This project integrates a Scrapy spider with a Flask API to scrape articles, store them in Google BigQuery, and provide a search functionality through a REST API.
- Python 3.x
- Google Cloud SDK (with BigQuery API enabled)
- Create a project/dataset/table in BigQuery
- Google Cloud credentials JSON file
- Clone the repository:
git clone https://github.com/Frankson18/scrapy_articles cd scrapy_articles
- Create and activate a virtual environment:
source venv/bin/activate # On Windows use `venv\Scripts\activate`
- Install the dependencies:
pip install -r requirements.txt
- Configure environment variables:
Update the following variables in settings.py and app.py with your actual Google Cloud project details:
- BIGQUERY_PROJECT_ID
- BIGQUERY_DATASET_ID
- BIGQUERY_TABLE_ID
- GOOGLE_APPLICATION_CREDENTIALS (path to your JSON key file)
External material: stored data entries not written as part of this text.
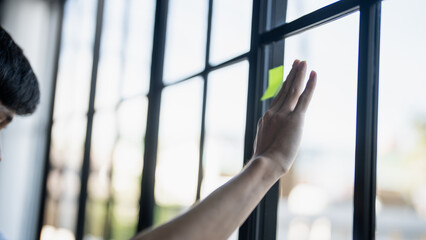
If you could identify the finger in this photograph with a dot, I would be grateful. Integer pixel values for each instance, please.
(305, 98)
(295, 89)
(280, 96)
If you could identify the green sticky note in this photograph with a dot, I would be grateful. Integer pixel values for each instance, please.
(275, 81)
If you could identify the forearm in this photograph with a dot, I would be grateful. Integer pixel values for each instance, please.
(217, 216)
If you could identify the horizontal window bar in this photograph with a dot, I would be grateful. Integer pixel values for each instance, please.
(314, 19)
(209, 69)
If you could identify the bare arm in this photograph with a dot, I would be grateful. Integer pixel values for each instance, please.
(276, 145)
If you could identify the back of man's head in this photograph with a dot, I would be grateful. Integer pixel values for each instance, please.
(19, 89)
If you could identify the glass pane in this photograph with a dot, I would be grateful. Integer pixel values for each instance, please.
(298, 8)
(111, 61)
(178, 149)
(63, 181)
(401, 182)
(225, 125)
(75, 64)
(186, 39)
(104, 137)
(127, 167)
(67, 146)
(316, 199)
(131, 118)
(138, 47)
(231, 28)
(124, 67)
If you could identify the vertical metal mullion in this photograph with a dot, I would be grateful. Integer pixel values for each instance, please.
(85, 171)
(249, 228)
(47, 166)
(203, 116)
(147, 201)
(261, 224)
(366, 130)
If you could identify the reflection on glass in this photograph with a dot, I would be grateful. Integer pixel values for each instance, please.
(63, 181)
(401, 181)
(231, 28)
(112, 58)
(67, 144)
(186, 39)
(316, 199)
(75, 64)
(178, 149)
(104, 137)
(124, 67)
(127, 167)
(138, 47)
(225, 125)
(132, 119)
(298, 8)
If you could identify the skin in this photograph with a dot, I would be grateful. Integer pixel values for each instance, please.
(276, 145)
(6, 116)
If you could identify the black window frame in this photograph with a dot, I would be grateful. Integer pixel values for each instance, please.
(268, 33)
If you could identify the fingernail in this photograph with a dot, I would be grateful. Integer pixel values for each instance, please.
(295, 62)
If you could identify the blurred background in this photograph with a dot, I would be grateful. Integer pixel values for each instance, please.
(95, 78)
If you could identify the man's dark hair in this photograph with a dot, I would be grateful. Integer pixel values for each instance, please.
(19, 89)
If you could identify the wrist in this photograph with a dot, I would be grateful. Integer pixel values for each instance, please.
(267, 168)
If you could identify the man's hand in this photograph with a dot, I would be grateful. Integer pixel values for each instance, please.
(279, 130)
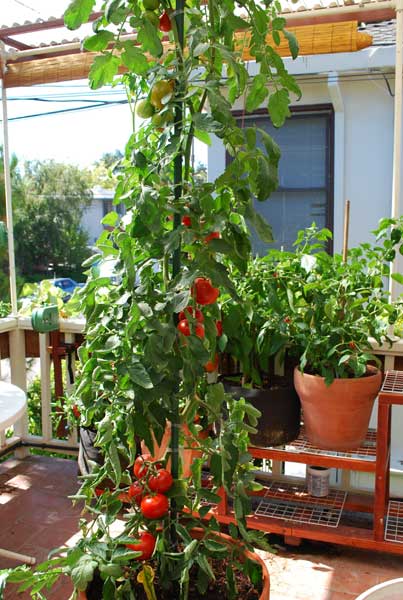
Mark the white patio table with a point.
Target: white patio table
(13, 404)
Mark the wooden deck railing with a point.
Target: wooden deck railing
(20, 344)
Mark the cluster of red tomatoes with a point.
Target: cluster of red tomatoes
(204, 293)
(148, 492)
(213, 235)
(162, 22)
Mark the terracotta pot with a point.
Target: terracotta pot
(187, 454)
(198, 534)
(337, 416)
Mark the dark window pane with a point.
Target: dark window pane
(303, 195)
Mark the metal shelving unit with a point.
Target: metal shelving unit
(288, 509)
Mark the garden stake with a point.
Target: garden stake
(346, 226)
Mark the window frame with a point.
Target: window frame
(301, 112)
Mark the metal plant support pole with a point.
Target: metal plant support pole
(397, 208)
(7, 183)
(176, 260)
- Navigate to the project directory:
cd articlescraper
- Run the Scrapy spider:
scrapy crawl newsscrapper
- Set environment variables and run the Flask app:
export FLASK_APP=app.py export FLASK_ENV=development flask run
- On Windows (Command Prompt):
set FLASK_APP=app.py set FLASK_ENV=development flask run
- Access the API:
http://127.0.0.1:5000/search?q=exemple